Dass die Besprechung von Hedrens Memoiren im renommierten Magazin «Vanity Fair» den irgendwie optimistischen Titel «Was Tippi Hedren von Hitchcocks wiederholten Belästigungen lernte» trug, lässt ahnen: Es gab 2016 zwar endlich Aufmerksamkeit für sexuelle Gewalt in Hollywood, doch die Zeit war weiterhin nicht reif genug, um klar zu sehen, welche traumatischen Konsequenzen die Übergriffe für die Frauen und ihr Arbeitsleben hatten. Hedrens Karriere war nach ihrem zweiten Hitchcock-Film, «Marnie» (1964), faktisch zu Ende, sie hatte sich «freiwillig» aus Hollywood zurückgezogen.

2016, das war ein Jahr, bevor – getrennt geführte – Recherchen von «New York Times» und «New Yorker» die jahrzehntelangen Übergriffe des berühmten Filmproduzenten Harvey Weinstein auf unzählige Schauspielerinnen und Assistentinnen öffentlich machten; ein Jahr, bevor der bereits 2006 von der Afroamerikanerin Tarana Burke lancierte Slogan «Me too» um die Welt raste.

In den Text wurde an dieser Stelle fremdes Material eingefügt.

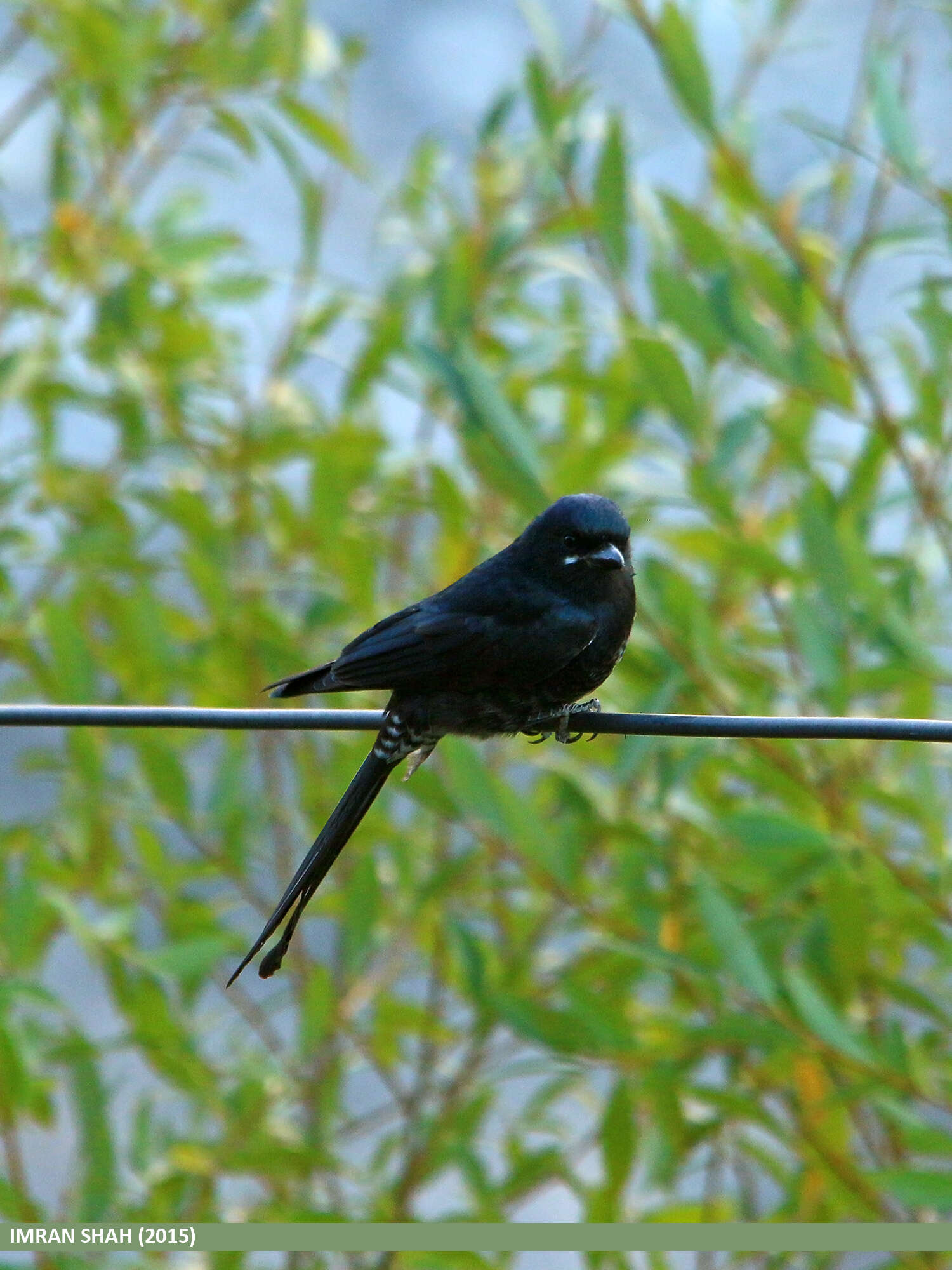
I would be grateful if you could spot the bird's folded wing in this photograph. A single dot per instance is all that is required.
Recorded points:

Auch «She Said», der neue Spielfilm von Maria Schrader über den Fall Weinstein, beginnt auf einem Filmset. Doch interessiert sich die Regisseurin und Schauspielerin Schrader weniger für die Frage, was das Filmumfeld offenbar so anfällig für Missbrauch macht. Vielmehr zeigt sie in ihrer Verfilmung des Sachbuchs der beiden Journalistinnen, die den Fall Weinstein in der «New York Times» als Erste publik machten, welche Widerstände sie bei ihrer aufwendigen Investigativarbeit überwinden mussten. Dieser Fokus hat den wichtigen Vorteil, dass «She Said» nie voyeuristisch ist. Unsere Aufmerksamkeit gehört ganz den Frauen – nicht nur Schauspielerinnen –, die sich sehr schwertun, den Journalistinnen von ihren Erfahrungen zu erzählen. «On the record» will zuerst sowieso keine reden. Ein anderes Problem, gegen das Jodi Kantor (Zoe Kazan) und Megan Twohey (Cary Mulligan) ankämpfen: Lange Zeit war nicht nur die Öffentlichkeit, sondern auch die Justiz latent bis eklatant täterfreundlich, rechtfertigen mussten sich stets die Opfer.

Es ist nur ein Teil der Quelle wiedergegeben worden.